А для себя мы сделали тогда два открытия. Первое касалось того, насколько бережно надо относиться к стилистике литературного произведения. Дело было в том, что для одной нашей студентки не хватило роли, и мы решили написать ее сами, введя несколько эпизодов в каверинское повествование. Целую ночь, смеясь до упаду, мы сочиняли комическую Нюточку, чем-то близкую Людоедке-Элочке. Но у зрителей этот образ вызвал лишь недоумение. Он шел вразрез с духом повествования. Второе же открытие подарили репетиции с большим режиссером, которые, как я уже говорил, указали нам на недостаток мастерства. И мы продолжали добывать его с жадностью.

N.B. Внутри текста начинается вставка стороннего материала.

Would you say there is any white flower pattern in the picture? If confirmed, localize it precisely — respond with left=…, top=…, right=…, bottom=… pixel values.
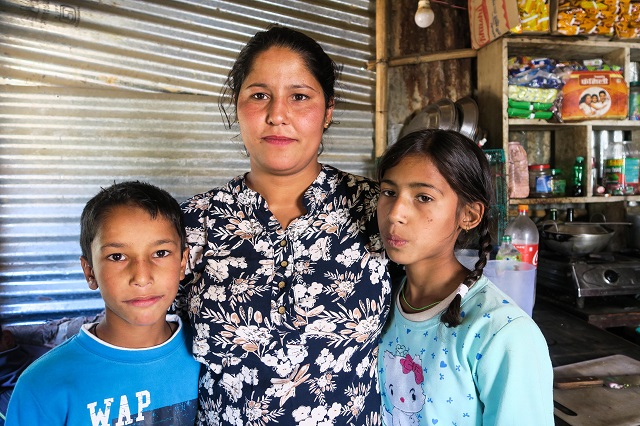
left=175, top=165, right=391, bottom=425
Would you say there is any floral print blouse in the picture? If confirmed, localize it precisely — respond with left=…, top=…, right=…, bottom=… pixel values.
left=176, top=164, right=392, bottom=426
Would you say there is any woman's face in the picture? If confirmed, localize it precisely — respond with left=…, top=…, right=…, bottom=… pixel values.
left=585, top=95, right=591, bottom=104
left=236, top=46, right=333, bottom=178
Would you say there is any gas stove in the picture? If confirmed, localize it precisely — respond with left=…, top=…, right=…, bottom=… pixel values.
left=537, top=250, right=640, bottom=308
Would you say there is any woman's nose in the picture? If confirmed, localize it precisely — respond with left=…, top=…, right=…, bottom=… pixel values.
left=266, top=97, right=288, bottom=125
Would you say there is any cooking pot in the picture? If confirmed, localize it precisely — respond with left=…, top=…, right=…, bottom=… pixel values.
left=540, top=222, right=615, bottom=255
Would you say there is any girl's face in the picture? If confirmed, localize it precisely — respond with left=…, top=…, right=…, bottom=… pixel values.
left=236, top=46, right=333, bottom=178
left=592, top=95, right=598, bottom=103
left=377, top=154, right=465, bottom=267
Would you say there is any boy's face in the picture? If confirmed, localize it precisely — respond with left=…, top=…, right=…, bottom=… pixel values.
left=80, top=205, right=187, bottom=335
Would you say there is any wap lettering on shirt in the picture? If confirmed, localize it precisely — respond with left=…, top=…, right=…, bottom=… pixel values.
left=86, top=390, right=150, bottom=426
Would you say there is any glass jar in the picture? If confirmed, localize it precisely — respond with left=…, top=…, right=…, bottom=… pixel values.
left=528, top=164, right=552, bottom=197
left=549, top=168, right=566, bottom=196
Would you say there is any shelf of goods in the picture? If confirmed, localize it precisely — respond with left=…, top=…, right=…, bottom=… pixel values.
left=477, top=36, right=640, bottom=205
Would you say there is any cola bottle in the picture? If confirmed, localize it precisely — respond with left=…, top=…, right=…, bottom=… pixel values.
left=504, top=204, right=539, bottom=267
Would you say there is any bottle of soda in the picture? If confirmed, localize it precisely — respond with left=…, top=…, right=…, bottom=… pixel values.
left=504, top=204, right=539, bottom=267
left=496, top=235, right=523, bottom=262
left=572, top=156, right=585, bottom=196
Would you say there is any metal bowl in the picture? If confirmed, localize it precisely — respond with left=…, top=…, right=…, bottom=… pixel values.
left=399, top=104, right=440, bottom=137
left=435, top=98, right=458, bottom=131
left=540, top=222, right=615, bottom=255
left=455, top=97, right=479, bottom=141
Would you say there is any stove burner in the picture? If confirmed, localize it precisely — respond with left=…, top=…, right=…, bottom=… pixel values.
left=537, top=250, right=640, bottom=308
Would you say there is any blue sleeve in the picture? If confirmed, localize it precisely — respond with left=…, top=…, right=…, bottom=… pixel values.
left=474, top=316, right=555, bottom=425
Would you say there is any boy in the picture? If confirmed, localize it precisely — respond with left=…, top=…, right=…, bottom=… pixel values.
left=6, top=181, right=200, bottom=426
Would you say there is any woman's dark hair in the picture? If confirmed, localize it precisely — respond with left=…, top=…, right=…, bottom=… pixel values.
left=79, top=181, right=186, bottom=266
left=219, top=25, right=340, bottom=128
left=377, top=129, right=494, bottom=327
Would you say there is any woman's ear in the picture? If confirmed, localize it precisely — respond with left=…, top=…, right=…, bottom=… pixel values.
left=80, top=256, right=98, bottom=290
left=459, top=202, right=484, bottom=231
left=180, top=248, right=189, bottom=281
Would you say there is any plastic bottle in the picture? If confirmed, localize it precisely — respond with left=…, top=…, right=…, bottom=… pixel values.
left=571, top=156, right=585, bottom=196
left=507, top=141, right=530, bottom=198
left=504, top=204, right=539, bottom=267
left=496, top=235, right=523, bottom=262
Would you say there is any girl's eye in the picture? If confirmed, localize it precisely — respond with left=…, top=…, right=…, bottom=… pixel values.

Научное общество, организованное Павлом Ивановичем Новицким, устраивало вечера интересных встреч. Помню, какое волнение охватило меня, когда я узнал, что к нам вместе с Иваном Семеновичем Козловским должен приехать Василий Иванович Качалов, что за ним уже отправился в Барвиху Вадим Русланов. Игра Качалова стала для меня первым настоящим потрясением. Я видел его в Тбилиси в 42-м году, когда учился в киноактерской школе. Он приехал к нам на гастроли вместе с Немировичем-Данченко, Тархановым и буквально перевернул все мои представления о пределе актерских возможностей.
Уже тогда красота голоса Качалова, его необыкновенная внешность были почти легендарными. Но мне впервые довелось увидеть его в «Анатэме» Л. Андреева. Выпяченная вперед челюсть, адский блеск глаз — сам сатана или человек, разъедающими вопросами, неукротимостью духа доведший себя до демонического состояния. А несколькими днями позже он предстал передо мной в образе Ричарда Третьего. Анну играла В. Анджапаридзе. В памяти жива мелодия их голосов. С чем ее можно сравнить? С музыкой Бетховена, со звучанием органа, с волшебным оркестром, состоящим из одних виолончелей...
И вот Василий Иванович должен был приехать к нам, студентам, чтобы говорить о тайнах актерской формы.
Талант и ремесло актера. Как сочетаются эти понятия? Вопрос вечный и неисчерпаемый. В связи с ним не могу не вспомнить о потрясении, которое позволил мне пережить А. Хорава исполнением роли Отелло.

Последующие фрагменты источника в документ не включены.